Posted in People, Science on August 6 2009, by Plant Talk

Promotes Dialogue between Traditional and Western Medicine Practitioners

Ina Vandebroek, Ph.D., is a Research Associate and Project Director of Dominican Traditional Medicine for Urban Community Health with the Botanical Garden’s Institute of Economic Botany. She has also conducted research on the medicinal uses of plants for community healthcare in Bolivia since 2000. Photo of Ina by Bert de Leenheer

IVBolivia is a landlocked country in Latin America with a high level of biocultural diversity. The Andean mountains that run through the country from northwest to southeast give rise to 23 distinct ecological zones, ranging from the high plains (altiplano) at 13,123 feet, to lowland Amazon rain forest at less than 1,000 feet. The total number of plant species found in Bolivia is still unknown, but estimates are around 20,000. More than 30 distinct indigenous languages are spoken in the country—a reflection of its high ethnic diversity.
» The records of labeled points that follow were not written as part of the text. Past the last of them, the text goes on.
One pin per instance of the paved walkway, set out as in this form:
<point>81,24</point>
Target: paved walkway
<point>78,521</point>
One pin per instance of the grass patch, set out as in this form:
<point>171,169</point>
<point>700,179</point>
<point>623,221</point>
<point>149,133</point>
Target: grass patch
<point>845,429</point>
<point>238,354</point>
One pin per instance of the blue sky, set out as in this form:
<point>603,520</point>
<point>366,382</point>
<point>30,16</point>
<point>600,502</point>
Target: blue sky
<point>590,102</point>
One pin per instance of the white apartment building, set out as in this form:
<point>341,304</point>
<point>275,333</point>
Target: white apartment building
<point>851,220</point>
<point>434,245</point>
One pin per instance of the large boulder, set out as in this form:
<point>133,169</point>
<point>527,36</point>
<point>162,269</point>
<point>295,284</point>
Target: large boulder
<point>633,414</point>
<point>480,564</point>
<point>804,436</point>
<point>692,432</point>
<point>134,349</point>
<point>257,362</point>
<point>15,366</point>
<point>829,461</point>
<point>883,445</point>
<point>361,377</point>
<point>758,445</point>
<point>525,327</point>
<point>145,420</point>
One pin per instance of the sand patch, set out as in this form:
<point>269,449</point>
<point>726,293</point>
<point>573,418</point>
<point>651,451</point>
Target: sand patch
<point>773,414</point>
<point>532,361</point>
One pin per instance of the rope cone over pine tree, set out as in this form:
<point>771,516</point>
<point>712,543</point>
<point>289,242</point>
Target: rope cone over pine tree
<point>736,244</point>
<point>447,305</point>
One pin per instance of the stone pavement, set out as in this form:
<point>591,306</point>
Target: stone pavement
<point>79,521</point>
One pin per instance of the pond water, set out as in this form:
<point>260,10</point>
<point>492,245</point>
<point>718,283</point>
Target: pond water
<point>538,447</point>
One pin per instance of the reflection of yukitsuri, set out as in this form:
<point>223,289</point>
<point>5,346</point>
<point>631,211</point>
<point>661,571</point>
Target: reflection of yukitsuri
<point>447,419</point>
Ever since I first set foot on Bolivian soil, I became enamored with the country’s cultures and traditions. Bolivia, or la llajta (home) as the Quechua people who make up one-third of its population would say, is where you eat roasted cow heart with peanut sauce (anticuchos), pay a ritual tribute to Mother Earth (la Pachamama) each first Friday of the month, or negotiate a good price with vendors at the largest open-air market in Latin America. The market, called La Cancha in the city of Cochabamba, is where you can find nearly anything you dream of. My favorite corner is where the dry and fresh herbs are as well as seeds, incense, llama fetuses (used for spiritual purposes), and mesas or ritual preparations for Mother Earth.
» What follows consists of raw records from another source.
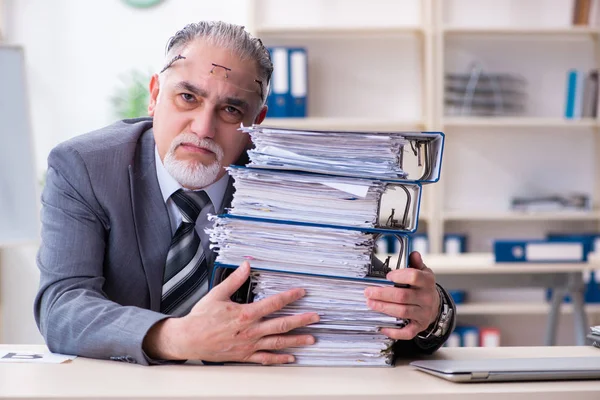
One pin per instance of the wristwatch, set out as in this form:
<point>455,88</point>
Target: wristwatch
<point>441,325</point>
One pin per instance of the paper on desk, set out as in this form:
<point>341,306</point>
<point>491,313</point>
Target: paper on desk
<point>20,356</point>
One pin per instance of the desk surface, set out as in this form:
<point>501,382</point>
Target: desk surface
<point>85,378</point>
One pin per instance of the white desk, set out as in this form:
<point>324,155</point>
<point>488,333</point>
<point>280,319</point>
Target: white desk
<point>85,378</point>
<point>470,271</point>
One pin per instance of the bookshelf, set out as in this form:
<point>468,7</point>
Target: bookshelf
<point>381,66</point>
<point>406,48</point>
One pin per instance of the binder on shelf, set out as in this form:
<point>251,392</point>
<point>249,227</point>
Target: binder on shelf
<point>298,68</point>
<point>454,340</point>
<point>277,100</point>
<point>539,251</point>
<point>574,94</point>
<point>455,243</point>
<point>591,279</point>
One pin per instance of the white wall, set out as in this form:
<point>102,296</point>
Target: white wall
<point>75,52</point>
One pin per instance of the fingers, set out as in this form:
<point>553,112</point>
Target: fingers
<point>416,261</point>
<point>266,358</point>
<point>406,333</point>
<point>275,326</point>
<point>274,303</point>
<point>411,276</point>
<point>280,342</point>
<point>404,311</point>
<point>225,289</point>
<point>393,295</point>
The Bolivian lowlands are home to several indigenous groups, many of whom do not have easy access to biomedical healthcare. This means that, all too often, traditional medicine is the only healthcare available. The crushing reality is that in life-threatening situations such as a hemophilic newborn, a venomous snakebite, or a serious gallbladder infection—all to which I have been a powerless witness—people die without reaching a hospital. Luckily, for many other illnesses, traditional healers are able to play a secure role in maintaining overall community health. Being indigenous community members themselves, healers’ role in healthcare is pivotal. Patients trust them and share with them the same cultural beliefs about the causes and treatment of illnesses.
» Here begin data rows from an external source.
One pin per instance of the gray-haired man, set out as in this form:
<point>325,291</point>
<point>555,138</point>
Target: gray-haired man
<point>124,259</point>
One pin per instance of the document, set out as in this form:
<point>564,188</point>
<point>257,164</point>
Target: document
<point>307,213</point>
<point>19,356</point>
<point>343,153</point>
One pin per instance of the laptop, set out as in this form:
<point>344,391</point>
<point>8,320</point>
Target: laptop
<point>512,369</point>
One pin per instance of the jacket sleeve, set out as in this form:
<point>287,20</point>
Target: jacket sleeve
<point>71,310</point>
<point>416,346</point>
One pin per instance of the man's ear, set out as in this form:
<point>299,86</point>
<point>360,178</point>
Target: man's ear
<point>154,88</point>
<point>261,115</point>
Last month I began organizing indigenous community health workshops in Bolivia with the objective of promoting dialogue between biomedical healthcare providers and traditional healers about frequently occurring health problems. The idea is for the two groups to reach consensus about the best ways for traditional healers to deal with these conditions in communities without access to biomedical healthcare.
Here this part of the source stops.